Когда вышли из самолета, облака разредились и в просветах показались звезды - звезды, по которым где-то в океанах моряки сейчас определяют свое место и исправляют курсы, никому здесь в Москве не нужные звезды.

- Холодно, - поёжилась Эра. - У нас еще есть деньги на такси?

- Кое-что есть, - сказал он. - Пока не думай о деньгах.

Дома все было так, как они оставили, тот же кавардак, только почтовый ящик разбух от писем. Эра рассыпала их по дивану.

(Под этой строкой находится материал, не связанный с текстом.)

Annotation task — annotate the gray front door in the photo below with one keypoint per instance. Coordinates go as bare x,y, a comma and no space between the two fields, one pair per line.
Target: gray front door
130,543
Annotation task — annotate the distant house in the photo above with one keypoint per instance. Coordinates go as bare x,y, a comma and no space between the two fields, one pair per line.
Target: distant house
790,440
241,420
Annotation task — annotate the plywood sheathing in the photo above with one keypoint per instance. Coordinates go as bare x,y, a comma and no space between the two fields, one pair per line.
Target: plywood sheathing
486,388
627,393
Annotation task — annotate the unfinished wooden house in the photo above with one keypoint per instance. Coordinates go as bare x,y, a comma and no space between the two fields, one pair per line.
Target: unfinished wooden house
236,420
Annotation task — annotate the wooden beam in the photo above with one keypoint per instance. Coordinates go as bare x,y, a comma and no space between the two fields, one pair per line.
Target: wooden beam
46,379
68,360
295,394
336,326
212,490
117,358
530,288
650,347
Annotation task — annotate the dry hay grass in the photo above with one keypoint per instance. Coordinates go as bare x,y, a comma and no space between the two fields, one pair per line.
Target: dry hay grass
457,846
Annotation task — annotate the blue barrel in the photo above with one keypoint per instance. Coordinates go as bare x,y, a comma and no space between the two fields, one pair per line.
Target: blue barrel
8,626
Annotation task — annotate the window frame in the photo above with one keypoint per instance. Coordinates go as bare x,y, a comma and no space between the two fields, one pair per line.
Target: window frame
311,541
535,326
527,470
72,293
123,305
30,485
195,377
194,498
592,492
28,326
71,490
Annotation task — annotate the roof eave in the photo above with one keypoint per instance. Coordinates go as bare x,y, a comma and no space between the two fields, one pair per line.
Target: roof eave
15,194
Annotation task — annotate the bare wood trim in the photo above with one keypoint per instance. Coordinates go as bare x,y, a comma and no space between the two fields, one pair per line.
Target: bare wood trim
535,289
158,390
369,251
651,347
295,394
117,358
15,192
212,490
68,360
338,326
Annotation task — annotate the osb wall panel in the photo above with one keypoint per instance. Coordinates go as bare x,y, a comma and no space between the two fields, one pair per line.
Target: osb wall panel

- И тебе корреспонденция, - сказала она. Письмо, перевод на крупную сумму и извещение на бандероль.

«Иван Андреевич, - собственной рукой писал Крутицкий, - все руководство возмущено вашим поступком...»

Он смял лист, не дочитав, и бросил под стол, в корзину для бумаг. С Экспедицией покончено. Он не вернется туда, где возмутились его поступком, где старый товарищ назвал его подонком. В бандероли, конечно, трудовая книжка. Завтра получит ее и пойдет искать работу. А на отпускные деньги купит Эре магнитофон.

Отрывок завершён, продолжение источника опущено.